À quoi rêvent les pandas ?
Vanasay Khamphommala / Denis Raisin Dadre / Peng Zeke
Dans l’obscurité, un cœur bat. C’est celui d’un panda qui part découvrir le monde, ses joies, ses peines, et ses créatures : un singe, un crocodile, un phœnix. Lorsqu’une étrange fumée verte vient mettre en péril leur habitat, les animaux doivent rassembler leurs forces pour ramener l’harmonie dans la nature.
En participant au spectacle À quoi rêvent les pandas, créé en Chine en 2017, j'ai eu la chance de découvrir l'ensemble Doulce Mémoire, basé à Tours, et le Théâtre d'ombres du Hunan, une troupe chinoise qui pratique l'art traditionnel de la marionnette inscrit au patrimoine immatériel de l'Unesco. J'ai réalisé le travail de création lumière en étroite collaboration avec l'équipe technique du théâtre de Changsha où nous répétions. En échangeant sur nos techniques respectives d'éclairage, nous avons fait de nos différences culturelles une force.
Mise en scène Vanasay Khamphommala
Direction artistique Denis Raisin Dadre
Direction du théâtre d’ombres Peng Zeke
Lumière Juliette Besançon
Design des ombres et décors Wu Ni
Avec Clara Coutouly, Miguel Henry, Denis Raisin Dadre, Bruno Caillat, Jianghong Man, Shunhua Xiao, Ke Xiao, Fan Zhang, Jie Zou, Peng Zeke
Production Doulce Mémoire, Théâtre d’Ombres du Hunan
Photo de couverture © Philippe Cibille
En travaillant sur un spectacle de théâtre d'ombres, la question de la mise en lumière du dispositif était centrale. Le rétroéclairage de l'écran devait se faire par des sources diffuses, afin de masquer les manipulateurs derrière la surface translucide de la toile. Je profitais donc du matériel à LED – déjà très implanté en Chine – pour jouer sur les couleurs et faire évoluer l'imaginaire. Tantôt pastels, tantôt saturées, les teintes présentes sur l'écran accompagnaient la dégradation de l'environnement, la thématique écologique étant très présente dans notre histoire. Au premier plan, de chaque côté de la scène, j'ai choisi d'éclairer les musiciens par des sources à incandescence – fort heureusement, il en restait quelques-unes en état de marche au Théâtre du Hunan. Cette lumière plus organique me paraissait appropriée pour mettre en valeur la musique de la Renaissance. En faisant apparaître de différentes façons les musiciens aux côtés des marionnettistes, j'ai cherché à accompagner la symbiose entre les deux arts.

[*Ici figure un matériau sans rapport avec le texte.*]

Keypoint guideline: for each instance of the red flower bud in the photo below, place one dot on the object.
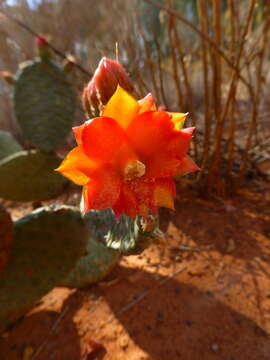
(41, 41)
(103, 85)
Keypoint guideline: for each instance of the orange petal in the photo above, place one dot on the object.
(122, 107)
(147, 103)
(178, 119)
(77, 166)
(163, 165)
(103, 190)
(144, 193)
(179, 142)
(164, 193)
(187, 165)
(101, 138)
(77, 131)
(149, 132)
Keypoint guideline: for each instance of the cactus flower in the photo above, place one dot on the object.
(126, 159)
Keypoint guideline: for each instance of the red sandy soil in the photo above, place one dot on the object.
(203, 295)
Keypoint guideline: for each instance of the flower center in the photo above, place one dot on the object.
(134, 169)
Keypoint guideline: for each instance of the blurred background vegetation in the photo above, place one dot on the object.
(207, 57)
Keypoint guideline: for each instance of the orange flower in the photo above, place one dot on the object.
(126, 159)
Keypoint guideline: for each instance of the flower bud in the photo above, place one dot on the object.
(107, 77)
(41, 41)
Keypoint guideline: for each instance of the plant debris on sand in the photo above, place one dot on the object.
(204, 294)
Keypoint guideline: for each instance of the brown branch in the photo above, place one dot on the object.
(218, 50)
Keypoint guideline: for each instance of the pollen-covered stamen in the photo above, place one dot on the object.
(134, 169)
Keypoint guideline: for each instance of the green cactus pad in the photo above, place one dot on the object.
(47, 244)
(30, 176)
(44, 104)
(6, 238)
(100, 259)
(8, 145)
(126, 235)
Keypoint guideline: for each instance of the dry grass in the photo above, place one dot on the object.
(216, 69)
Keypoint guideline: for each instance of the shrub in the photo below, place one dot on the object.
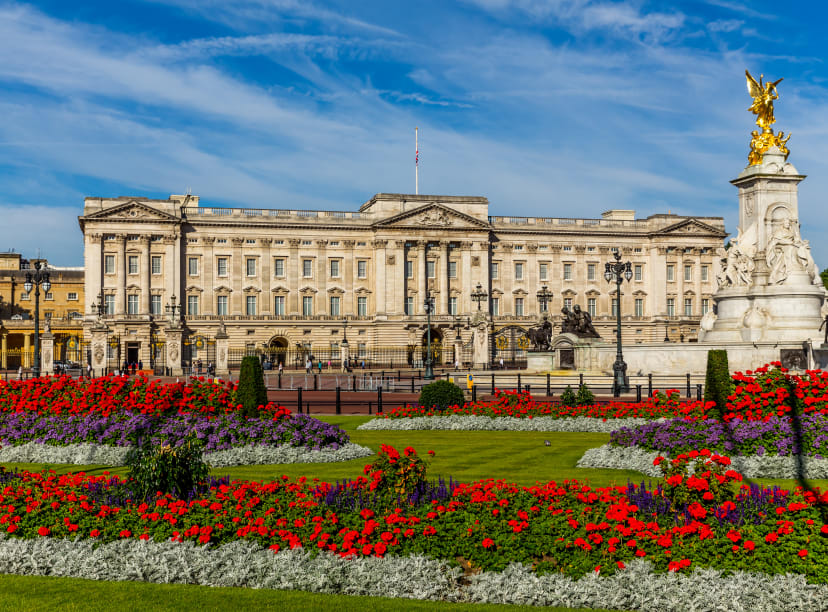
(584, 396)
(251, 392)
(717, 383)
(568, 397)
(169, 469)
(441, 394)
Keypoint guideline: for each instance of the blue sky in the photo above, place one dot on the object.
(546, 107)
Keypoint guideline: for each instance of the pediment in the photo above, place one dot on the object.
(130, 211)
(433, 216)
(691, 227)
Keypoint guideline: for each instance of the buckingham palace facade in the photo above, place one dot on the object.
(301, 280)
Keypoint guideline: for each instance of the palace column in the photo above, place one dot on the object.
(145, 273)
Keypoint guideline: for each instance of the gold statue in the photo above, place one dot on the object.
(763, 95)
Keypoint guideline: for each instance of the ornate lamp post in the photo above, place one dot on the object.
(479, 295)
(544, 295)
(618, 271)
(37, 280)
(428, 305)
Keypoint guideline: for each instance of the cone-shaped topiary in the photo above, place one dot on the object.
(251, 392)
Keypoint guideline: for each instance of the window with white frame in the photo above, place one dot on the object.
(221, 305)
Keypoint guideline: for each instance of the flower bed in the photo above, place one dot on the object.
(569, 529)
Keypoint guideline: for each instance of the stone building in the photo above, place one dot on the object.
(63, 306)
(284, 281)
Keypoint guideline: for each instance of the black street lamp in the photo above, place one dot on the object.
(618, 271)
(428, 305)
(479, 295)
(37, 280)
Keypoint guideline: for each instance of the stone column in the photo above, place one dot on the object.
(222, 350)
(380, 277)
(173, 345)
(120, 276)
(47, 353)
(293, 305)
(442, 273)
(145, 273)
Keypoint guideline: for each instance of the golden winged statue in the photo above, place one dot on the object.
(763, 95)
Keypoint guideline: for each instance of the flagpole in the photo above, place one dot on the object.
(416, 163)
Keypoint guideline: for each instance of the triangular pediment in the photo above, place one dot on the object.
(691, 227)
(130, 211)
(433, 216)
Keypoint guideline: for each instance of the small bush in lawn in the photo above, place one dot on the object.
(568, 397)
(169, 469)
(717, 383)
(251, 392)
(441, 394)
(584, 396)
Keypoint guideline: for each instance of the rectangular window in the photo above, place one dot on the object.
(155, 304)
(221, 305)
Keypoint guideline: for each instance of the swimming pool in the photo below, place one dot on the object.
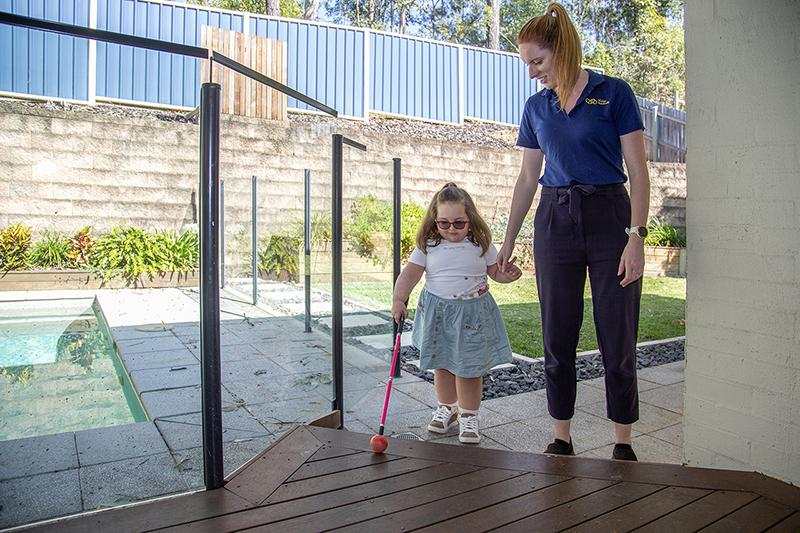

Pour se retrouver au-delà de leurs différences, les artistes chinois·e·s et français·e·s s’aventurent sur un terrain à la fois étrange et familier, intime et partagé : celui de l’enfance, ses émerveillements, sa mélancolie. Sur un répertoire qui laisse la part belle aux chansons et aux berceuses, les ombres colorées s’animent, comme un grand livre d’images sans parole. Avec la délicatesse et la simplicité pour guides, marionnettistes et musicien·ne·s ouvrent un espace où, au-delà des mots, les sensations et les émotions s’ouvrent grand.
Alors que ces personnages de cuir découpé, manipulés par plusieurs marionnettistes équipés de baguettes de bois derrière un écran rétroéclairé, viennent d’un art traditionnel d’un lointain pays, la cohérence est évidente avec le répertoire musical choisi par l’ensemble Doulce Mémoire. Cette cohésion s’appuie sur des éléments communs à tous, artistes comme spectateurs, venus d’Orient ou d’Occident : le choix de la forme de cette proposition, puisque le conte existe invariablement d’une culture à l’autre. Le choix de cette atmosphère perpétuellement onirique, comme une berceuse continue, entre la minutie de la manipulation de ce théâtre d’ombres et le mystère de cette musique ayant traversé les siècles. Entre délicatesse et poésie, entre découvertes et ouverture vers le monde et vers l’autre, le temps se suspend au musée du quai Branly.